Multi-threading Line-of-Sight Calculations to Improve Sensory System Performance in Game AI

By Alex J. Champandard

The implementation described in this article was based on a prototype by Jeremy Tryba and a mini-game by Radu Cristea. The code listings were heavily adapted to make sense on their own. Björn Knafla and Julien Hamaide made numerous suggestions about design and performance improvements.

What Makes Sensory Information So Important?

Artificial intelligence (AI) is only as good as the information it gets: garbage in, garbage out. Even if you have delays of a few seconds or simply not enough information, it will show in the behaviors. In concrete terms, this means that you see the AI in action games picking obviously wrong places to take cover or even idling for multiple seconds despite having been exposed [1].

Obviously, there are ways to avoid such undesirable behaviors by providing the AI with better information, and that’s typically the responsibility of the sensory system.
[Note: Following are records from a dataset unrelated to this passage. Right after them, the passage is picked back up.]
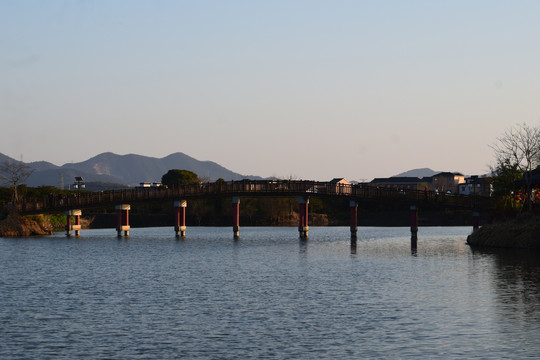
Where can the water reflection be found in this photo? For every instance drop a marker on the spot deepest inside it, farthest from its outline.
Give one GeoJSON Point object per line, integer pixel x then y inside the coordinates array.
{"type": "Point", "coordinates": [516, 282]}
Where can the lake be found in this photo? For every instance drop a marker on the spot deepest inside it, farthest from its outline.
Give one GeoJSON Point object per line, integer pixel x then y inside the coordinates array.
{"type": "Point", "coordinates": [268, 295]}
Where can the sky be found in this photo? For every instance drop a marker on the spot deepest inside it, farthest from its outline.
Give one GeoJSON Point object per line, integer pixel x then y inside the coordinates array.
{"type": "Point", "coordinates": [296, 89]}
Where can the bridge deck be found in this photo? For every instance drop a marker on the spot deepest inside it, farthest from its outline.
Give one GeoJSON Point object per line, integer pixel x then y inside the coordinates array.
{"type": "Point", "coordinates": [85, 200]}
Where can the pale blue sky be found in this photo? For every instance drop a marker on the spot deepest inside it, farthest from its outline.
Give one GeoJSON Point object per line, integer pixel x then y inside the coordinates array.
{"type": "Point", "coordinates": [308, 89]}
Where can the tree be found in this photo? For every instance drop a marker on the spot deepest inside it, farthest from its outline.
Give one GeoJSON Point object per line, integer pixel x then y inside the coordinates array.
{"type": "Point", "coordinates": [13, 174]}
{"type": "Point", "coordinates": [175, 177]}
{"type": "Point", "coordinates": [519, 149]}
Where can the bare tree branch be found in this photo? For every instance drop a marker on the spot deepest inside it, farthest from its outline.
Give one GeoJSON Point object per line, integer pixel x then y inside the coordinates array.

Generally, sensory systems can be designed to perform a variety of AI-related tasks, from perception to reasoning [4]. But the biggest challenge for performance is that line-of-sight (LoS) queries used to gather useful information from the world are often very expensive to run.

In practice, game developers use many common tricks to improve sensory performance-for instance:

  1. Using a random subset of nearby cover (also called stochastic selection) to limit the number of LoS checks [2].
  2. Approximating the LoS using a cache, which can be a circular map, cylindrical map, or cube map for locations in space [3].
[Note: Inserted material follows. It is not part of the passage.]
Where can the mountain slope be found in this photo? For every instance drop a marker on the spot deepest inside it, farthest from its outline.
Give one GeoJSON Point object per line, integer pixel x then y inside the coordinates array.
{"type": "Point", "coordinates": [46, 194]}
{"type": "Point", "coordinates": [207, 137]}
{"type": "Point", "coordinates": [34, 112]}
Both of these tricks help approximate the same information, but you’ll still need LoS queries to get perfect information or deal with dynamic worlds. As such, any performance improvements are more than welcome here.

In this article, you’ll see how you can accelerate such LoS queries using multi-threading techniques through the concept of a centralized sensory system [8]. This approach also has benefits on lower-end hardware (by managing the LoS queries done every frame), but the next few pages focus on how it opens the doors for multi-core architectures.

Hide & Seek and Performance Problems

You’d be surprised to hear how many challenges of modern action games are also in a Hide & Seek game! This is one of the reasons it was implemented as a mini-game prototype in our AI Sandbox. (The AI Sandbox, shown in Figure 1, is the C++ game framework behind AiGameDev.com, built on top of an open source stack of libraries and designed for prototyping game AI. It’s not available publicly yet, but you can find out more at http://aisandbox.com.)

Figure 1. Hide & Seek mini-game in the AI Sandbox. A single patrolling agent (in red) is moving around the world in a fixed patrol route, while the hiders (in yellow) are fleeing to cover, because their previous hiding location was invalidated. While hiding, dozens of LoS calculations are evaluated for nearby cover points.


In this Hide & Seek game, dozens of simulated computer characters run and find cover from each other. These AI agents use sensors to perceive their surrounding and to search for other agents to locate or hide from while detecting obstacles to avoid or use as cover.

The simplest solution for enabling your agents to perceive their surroundings is to perform all LoS calculations wherever you need them in the code. Here’s an example of this approach:

void HideBehavior::isCoverSafe(Vector3 coverPosition, Vector3 enemyPosition)
{
	btCollisionWorld::ClosestRayResultCallback cb(coverPosition, enemyPosition);
	m_pDynamicsWorld->rayTest(coverPosition, enemyPosition, cb);
	return (cb.hasHit() == false);
}

This function is called repeatedly from within a loop evaluating all sensible cover locations. As such, all agents execute the low-level rayTest calculations sequentially as they evaluate the LoS for each location themselves (see Figure 2). This code causes multiple problems:

  • The immediate execution of the LoS offers no opportunities for batching-up calculations.
  • There may be uncontrollable computation spikes that can ruin the frame rate or worse.
  • The code accesses memory in an unpredictable pattern and wastes memory bandwidth by reading the same data repeatedly.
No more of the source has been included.